Recipe Corner… Gore Villas Executive Chef George Matthews Kicks off the Heroes’ Weekend with…
Sautéed Callaloo
Ingredients:
4 cups callaloo, chopped and tightly packed
1 tbsp coconut oil
1 small onion, chopped
2 cloves garlic, minced
2 stalk scallion, chopped
2 sprigs thyme
1 medium tomato, chopped
1 medium carrot, juilenned
Salt to taste
Scotch bonnet pepper to taste
Method:
Peel outer membrane of each stalk of callaloo and remove outer old leaves. Place callaloo in a bowl and cover with cold water, place 1/2 tsp salt and set aside while preparing remaining vegetables. Discard water then rinse with water and drain. Chop callaloo.

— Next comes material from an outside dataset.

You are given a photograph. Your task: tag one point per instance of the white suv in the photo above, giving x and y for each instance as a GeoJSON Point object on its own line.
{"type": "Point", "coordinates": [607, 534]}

Place oil in a large pot, add onion, garlic, scallion, thyme, tomato, carrot and Scotch bonnet pepper on medium heat, sauté until onion is translucent. Add callaloo, allow to simmer on low heat for 5-10 minutes or until tender.
Ackee and Salt Fish
Ingredients:
1/2 lb salt fish (codfish)
1 dozen ackees
1 large onion, chopped
1/2 tsp black pepper
2 sprigs thyme
2 cloves garlic, crushed
3 slices hot Scotch bonnet pepper
1 cup red and green sweet pepper
1 small tomato
3 tbsp coconut oil
Method:
Rinse salt fish under running water, place salt fish in a pot with 2 1/2 cups of cold water and bring to a boil.
Clean and rinse ackees in cold water. Pour ackees in boiling water of salt fish until the ackees are cooked. (Ackee on its own is bland and tasteless; adding salt fish will impart flavour to the ackees)
Drain water from ackee and salt fish, clean and debone salt fish, then set aside.
In a skillet over medium heat, add coconut oil within 30 seconds add onion, garlic, tomato, scallion, thyme, sweet peppers and Scotch bonnet.
Sauté for 2 minutes and add salt fish, sauté for another 2 minutes then add ackees and tomatoes. Combine all ingredients, cover and reduce heat to low. Simmer for 3 to 5 minutes more.
Ackee and salt fish is now ready to serve.